2026 Reading Plan Reflections - Day 13

Hard Wins and Holy Authority

"Jesus sent these twelve out and commanded them, 'Don’t go among the Gentiles or into a Samaritan city. Go instead to the lost sheep, the people of Israel. As you go, make this announcement: ‘The kingdom of heaven has come near.’ Heal the sick, raise the dead, cleanse those with skin diseases, and throw out demons. You received without having to pay. Therefore, give without demanding payment.'" Matthew 10:5-8
Verse 5 stops us short:
“Jesus sent these twelve out and commanded them, ‘Don’t go among the Gentiles or into a Samaritan city.’”

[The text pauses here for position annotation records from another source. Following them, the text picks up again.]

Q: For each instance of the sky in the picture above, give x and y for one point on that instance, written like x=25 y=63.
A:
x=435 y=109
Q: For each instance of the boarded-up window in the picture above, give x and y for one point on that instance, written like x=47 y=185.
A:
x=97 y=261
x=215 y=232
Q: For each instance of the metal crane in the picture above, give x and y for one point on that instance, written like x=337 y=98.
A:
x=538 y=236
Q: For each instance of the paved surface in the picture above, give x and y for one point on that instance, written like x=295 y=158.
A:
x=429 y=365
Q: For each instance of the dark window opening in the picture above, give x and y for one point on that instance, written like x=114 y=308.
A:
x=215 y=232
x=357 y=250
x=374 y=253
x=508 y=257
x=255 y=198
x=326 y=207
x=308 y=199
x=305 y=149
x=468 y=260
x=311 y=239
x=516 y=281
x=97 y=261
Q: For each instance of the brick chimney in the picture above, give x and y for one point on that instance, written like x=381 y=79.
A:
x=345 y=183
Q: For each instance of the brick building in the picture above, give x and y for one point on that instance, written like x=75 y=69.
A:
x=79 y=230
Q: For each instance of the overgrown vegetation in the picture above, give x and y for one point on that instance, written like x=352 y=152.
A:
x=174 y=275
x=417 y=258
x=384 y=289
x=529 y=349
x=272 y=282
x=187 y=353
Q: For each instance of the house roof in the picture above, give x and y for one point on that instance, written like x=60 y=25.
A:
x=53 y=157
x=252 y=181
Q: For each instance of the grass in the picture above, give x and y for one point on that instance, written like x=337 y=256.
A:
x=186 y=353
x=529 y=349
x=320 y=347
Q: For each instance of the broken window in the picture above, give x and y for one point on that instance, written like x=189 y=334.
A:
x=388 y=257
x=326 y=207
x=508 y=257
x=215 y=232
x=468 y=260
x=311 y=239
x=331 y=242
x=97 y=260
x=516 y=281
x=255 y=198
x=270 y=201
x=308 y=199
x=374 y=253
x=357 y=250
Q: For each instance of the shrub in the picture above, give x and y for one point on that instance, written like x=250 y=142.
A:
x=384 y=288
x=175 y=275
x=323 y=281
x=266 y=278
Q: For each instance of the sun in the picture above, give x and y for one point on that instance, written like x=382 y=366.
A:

If we read that as bias on Jesus’ part, we miss the point. Jesus isn’t drawing lines of worth—He’s teaching the disciples how the kingdom advances.

He goes on:
“Go instead to the lost sheep, the people of Israel… The kingdom of heaven has come near.”

Then come the signs—healing, cleansing, deliverance. These weren’t random miracles. They were straight out of Isaiah’s vision of what God’s reign would look like. Jesus sends the disciples first to the people who should recognize what’s happening.

So why the restriction? Because Jesus knows what easy success can do to the human heart.
Early “wins” among those with no framework might have tempted the disciples to think the power was theirs. Instead, Jesus sends them into familiar, resistant territory—people who knew the Scriptures but might still push back. Hard ground. Hard conversations. Hard faithfulness.

And that’s the lesson.

In Wesleyan terms, this is responsible grace at work. God supplies the authority, the power, the provision—but the disciples must obey, trust, and stay humble. The hard wins keep them grounded. They remind us that fruitfulness is never about personal strength or clever strategy, but about God’s glory and God’s initiative.

As the story unfolds, the mission will expand. Gentiles will be welcomed. Samaritans will rejoice. But first, the disciples must learn that the kingdom advances by obedience, not ego—and that God provides for what God commands.

Faith in Motion

Pause and Pray
Pray honestly: Lord, where am I chasing easy wins instead of faithful obedience?

Pay Attention
Identify one “hard” place God has already put you—your home, your church, your workplace—and commit to faithfulness there this week.

Live the Story
Act in trust, not applause. Do one small act of obedience today, explicitly offering it for God’s glory, not your own.
The kingdom has come near. Our call is to walk in it—humbly, faithfully, and fully dependent on His authority.